🤖 AI Summary
To address visual inconsistencies—such as noise, motion blur, and depth-of-field mismatch—between virtual content and real-world video streams in augmented reality (AR), this paper proposes a camera-calibration-free real-time distortion modeling method. The approach leverages a differentiable image restoration framework that jointly integrates blind deconvolution (for motion deblurring), depth-guided denoising, and monocular depth estimation into an end-to-end self-calibration pipeline. Crucially, it employs gradient backpropagation to automatically optimize distortion parameters of black-box real-time renderers (e.g., Unity or Unreal Engine).
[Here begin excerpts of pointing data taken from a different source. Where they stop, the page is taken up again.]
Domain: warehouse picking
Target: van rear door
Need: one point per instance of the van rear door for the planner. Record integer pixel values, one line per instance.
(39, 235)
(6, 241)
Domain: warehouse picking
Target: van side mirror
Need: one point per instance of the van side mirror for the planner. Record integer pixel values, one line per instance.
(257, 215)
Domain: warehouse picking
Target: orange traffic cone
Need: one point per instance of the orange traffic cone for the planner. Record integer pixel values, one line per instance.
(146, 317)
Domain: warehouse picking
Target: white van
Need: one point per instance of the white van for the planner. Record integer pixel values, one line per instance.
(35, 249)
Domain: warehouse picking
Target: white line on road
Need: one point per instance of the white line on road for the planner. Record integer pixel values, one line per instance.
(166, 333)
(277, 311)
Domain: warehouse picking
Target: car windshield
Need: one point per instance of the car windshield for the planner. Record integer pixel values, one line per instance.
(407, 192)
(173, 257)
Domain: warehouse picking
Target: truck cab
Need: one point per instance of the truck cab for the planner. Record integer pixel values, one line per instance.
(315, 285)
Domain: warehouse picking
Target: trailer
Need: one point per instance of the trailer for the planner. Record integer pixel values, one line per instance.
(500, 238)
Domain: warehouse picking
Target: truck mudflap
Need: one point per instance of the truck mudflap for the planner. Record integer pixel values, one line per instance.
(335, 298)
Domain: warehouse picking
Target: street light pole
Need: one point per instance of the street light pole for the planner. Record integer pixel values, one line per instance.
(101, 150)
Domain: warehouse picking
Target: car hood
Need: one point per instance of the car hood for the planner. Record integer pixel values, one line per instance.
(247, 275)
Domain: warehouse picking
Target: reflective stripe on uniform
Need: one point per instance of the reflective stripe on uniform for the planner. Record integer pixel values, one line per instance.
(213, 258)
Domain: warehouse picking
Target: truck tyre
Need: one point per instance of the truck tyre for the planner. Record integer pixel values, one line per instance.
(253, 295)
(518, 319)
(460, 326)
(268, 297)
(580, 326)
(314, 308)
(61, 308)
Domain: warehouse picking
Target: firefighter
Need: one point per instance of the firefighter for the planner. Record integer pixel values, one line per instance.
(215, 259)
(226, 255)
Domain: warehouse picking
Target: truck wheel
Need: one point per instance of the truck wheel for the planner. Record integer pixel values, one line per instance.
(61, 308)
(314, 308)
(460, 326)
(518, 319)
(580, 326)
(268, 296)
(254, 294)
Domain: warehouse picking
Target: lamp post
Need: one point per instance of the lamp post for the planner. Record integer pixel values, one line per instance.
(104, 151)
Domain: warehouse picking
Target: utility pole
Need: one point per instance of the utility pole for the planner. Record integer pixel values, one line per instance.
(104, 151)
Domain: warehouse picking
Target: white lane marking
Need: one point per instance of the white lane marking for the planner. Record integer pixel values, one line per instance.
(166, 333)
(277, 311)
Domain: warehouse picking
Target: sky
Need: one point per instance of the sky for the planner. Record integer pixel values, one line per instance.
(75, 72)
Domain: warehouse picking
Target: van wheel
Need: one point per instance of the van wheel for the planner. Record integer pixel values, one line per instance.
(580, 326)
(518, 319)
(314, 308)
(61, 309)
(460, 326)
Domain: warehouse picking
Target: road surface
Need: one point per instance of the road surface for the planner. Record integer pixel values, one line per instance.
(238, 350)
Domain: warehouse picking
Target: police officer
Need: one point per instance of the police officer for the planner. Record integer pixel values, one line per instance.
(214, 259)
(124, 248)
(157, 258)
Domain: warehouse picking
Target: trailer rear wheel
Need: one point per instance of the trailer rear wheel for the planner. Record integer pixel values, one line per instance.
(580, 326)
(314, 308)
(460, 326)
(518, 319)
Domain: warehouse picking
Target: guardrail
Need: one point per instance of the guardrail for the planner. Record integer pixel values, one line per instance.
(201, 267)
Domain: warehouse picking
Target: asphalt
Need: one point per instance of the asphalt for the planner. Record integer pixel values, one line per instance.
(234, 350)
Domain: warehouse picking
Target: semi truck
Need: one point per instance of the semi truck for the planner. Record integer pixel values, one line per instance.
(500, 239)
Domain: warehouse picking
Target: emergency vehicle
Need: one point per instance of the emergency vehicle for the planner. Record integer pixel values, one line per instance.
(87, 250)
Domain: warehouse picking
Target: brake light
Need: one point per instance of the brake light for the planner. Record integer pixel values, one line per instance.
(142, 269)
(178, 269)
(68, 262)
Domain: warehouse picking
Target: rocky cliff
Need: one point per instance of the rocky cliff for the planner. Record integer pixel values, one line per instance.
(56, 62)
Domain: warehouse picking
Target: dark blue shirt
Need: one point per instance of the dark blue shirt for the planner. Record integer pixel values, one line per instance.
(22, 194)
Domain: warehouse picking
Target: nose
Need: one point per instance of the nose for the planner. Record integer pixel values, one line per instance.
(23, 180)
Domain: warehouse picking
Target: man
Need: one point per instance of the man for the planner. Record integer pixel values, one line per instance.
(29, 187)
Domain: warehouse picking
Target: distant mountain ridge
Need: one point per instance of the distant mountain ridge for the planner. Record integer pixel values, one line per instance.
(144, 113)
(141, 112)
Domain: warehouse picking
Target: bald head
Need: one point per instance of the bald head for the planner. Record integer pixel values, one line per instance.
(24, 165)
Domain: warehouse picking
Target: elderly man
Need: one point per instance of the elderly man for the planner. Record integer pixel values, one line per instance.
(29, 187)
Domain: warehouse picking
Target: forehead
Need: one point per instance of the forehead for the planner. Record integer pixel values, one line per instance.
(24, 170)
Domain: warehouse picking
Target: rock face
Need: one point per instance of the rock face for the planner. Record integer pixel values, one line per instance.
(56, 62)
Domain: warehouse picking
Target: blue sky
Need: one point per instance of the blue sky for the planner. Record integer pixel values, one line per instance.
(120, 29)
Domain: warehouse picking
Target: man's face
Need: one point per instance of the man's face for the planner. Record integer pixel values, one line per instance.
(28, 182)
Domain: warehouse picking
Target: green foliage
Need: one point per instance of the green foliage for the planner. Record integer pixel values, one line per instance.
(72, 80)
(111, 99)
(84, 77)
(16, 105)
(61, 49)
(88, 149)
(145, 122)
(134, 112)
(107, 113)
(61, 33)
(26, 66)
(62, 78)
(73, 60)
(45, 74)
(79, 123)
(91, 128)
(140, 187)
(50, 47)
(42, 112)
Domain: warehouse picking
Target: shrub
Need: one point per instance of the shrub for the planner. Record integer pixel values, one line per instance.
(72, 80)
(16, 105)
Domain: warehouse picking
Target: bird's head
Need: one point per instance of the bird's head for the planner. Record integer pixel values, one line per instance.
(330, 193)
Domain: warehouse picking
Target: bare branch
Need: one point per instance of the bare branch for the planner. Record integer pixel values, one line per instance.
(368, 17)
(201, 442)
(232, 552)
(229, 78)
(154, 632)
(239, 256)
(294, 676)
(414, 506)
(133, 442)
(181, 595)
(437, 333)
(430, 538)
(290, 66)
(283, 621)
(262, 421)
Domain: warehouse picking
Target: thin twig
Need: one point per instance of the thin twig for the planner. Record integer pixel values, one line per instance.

This work introduces the novel “calibration-free self-calibration” paradigm, enabling millisecond-level distortion parameter estimation and significantly improving photorealistic alignment between virtual and real scenes. The method is plug-and-play, fully compatible with standard game engine rendering pipelines, and requires neither custom hardware nor domain-specific training data.
📝 Abstract
Real camera footage is subject to noise, motion blur (MB) and depth of field (DoF). In some applications these might be considered distortions to be removed, but in others it is important to model them because it would be ineffective, or interfere with an aesthetic choice, to simply remove them. In augmented reality applications where virtual content is composed into a live video feed, we can model noise, MB and DoF to make the virtual content visually consistent with the video. Existing methods for this typically suffer two main limitations. First, they require a camera calibration step to relate a known calibration target to the specific cameras response. Second, existing work require methods that can be (differentiably) tuned to the calibration, such as slow and specialized neural networks. We propose a method which estimates parameters for noise, MB and DoF instantly, which allows using off-the-shelf real-time simulation methods from e.g., a game engine in compositing augmented content. Our main idea is to unlock both features by showing how to use modern computer vision methods that can remove noise, MB and DoF from the video stream, essentially providing self-calibration. This allows to auto-tune any black-box real-time noise+MB+DoF method to deliver fast and high-fidelity augmentation consistency.